Daniel Favre propose une modélisation autour de trois systèmes de motivation. La motivation de sécurisation qui favorise la satisfaction des besoins élémentaires de base nécessaires à la survie. La motivation d’innovation qui permet d’aller vers l’inconnu et à partir de laquelle se construisent l’autonomie et la responsabilisation. Un juste équilibre entre ces deux dimensions, permet d’articuler le réflexe de protection et l’incontournable démarche vers l’autre. La troisième dimension dite de motivation de sécurisation parasitée intervient quand des expériences précoces d’abandon, de violence ou de frustration incitent à rechercher d’une manière obsédante, quoique non consciente, ce qui est connu et répétitif. Face à toute situation menaçante ou déstabilisante, le sujet privilégie le circuit court (qui le rend prisonnier de son impulsivité et de l’immédiateté) ou le circuit long (qui opte pour une conscience réflexive).

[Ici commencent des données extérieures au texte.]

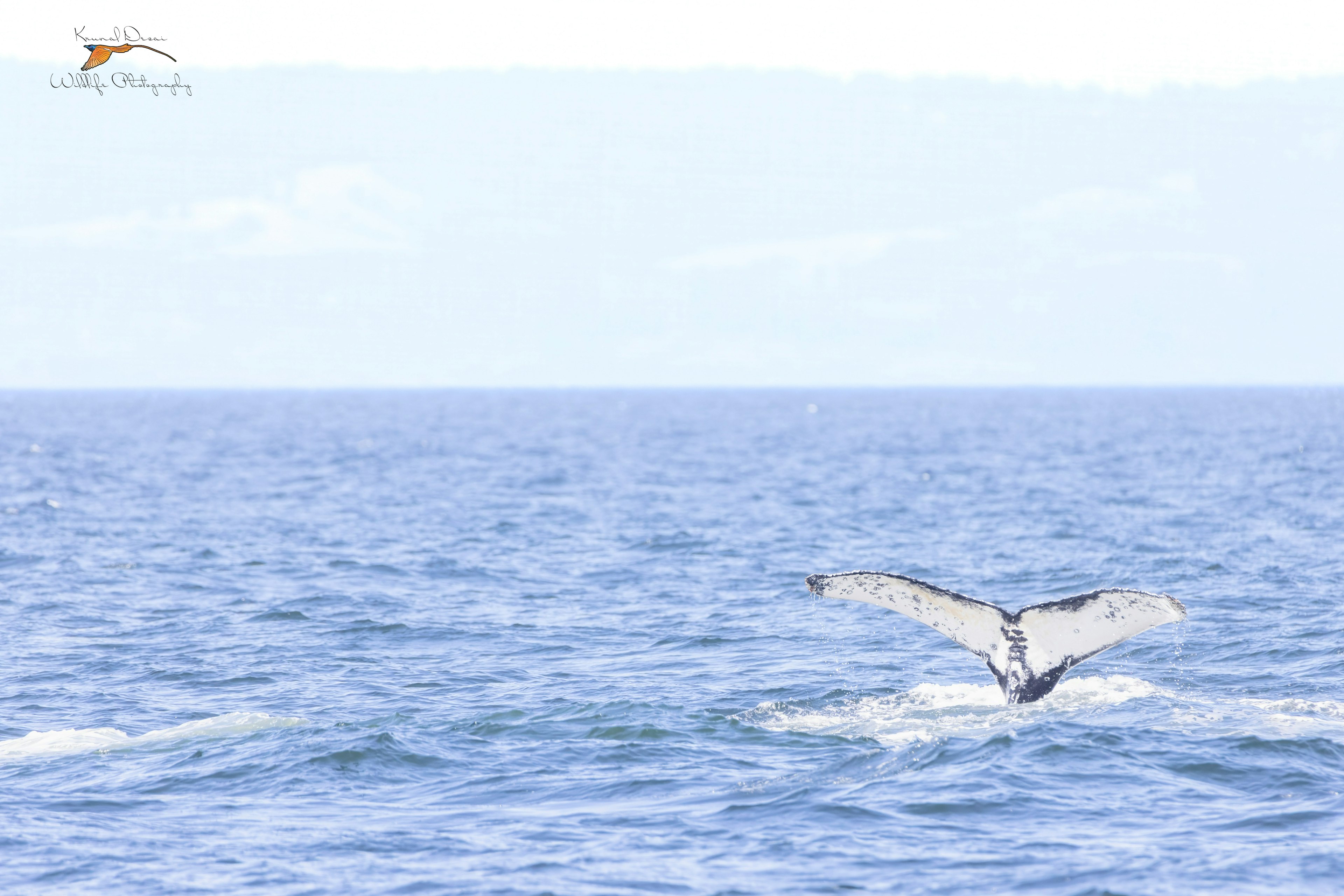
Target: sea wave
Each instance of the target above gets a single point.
(932, 711)
(45, 743)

La violence exprime l’amplification d’une frustration et d’émotions que l’individu n’a pu élaborer. Elle démontre l’importance des lacunes en matière de communication : traitement dogmatique de l’information, coupure émotionnelle, recours au registre de l’implicite, énoncés de vérités absolues et de jugement définitif. La prévention de la violence passe par une éducation faisant le choix d’abandonner le postulat selon lequel l’autre n’a pas la même valeur que soi, la conviction qu’exprimer ses ressentis est une preuve de faiblesse, la certitude que dans un affrontement, il ne peut y avoir qu’un gagnant et un perdant, une partie qui a tort, l’autre qui a raison, l’un qui domine, l’autre qui se soumet. L’une des pistes particulièrement féconde consisterait donc à développer l’aptitude à l’empathie, cette présence à l’autre et le développement de l’estime de soi, (car être à l’écoute nécessite que son « lac intérieur » soit suffisamment calme pour refléter fidèlement ce que nous exprime son interlocuteur).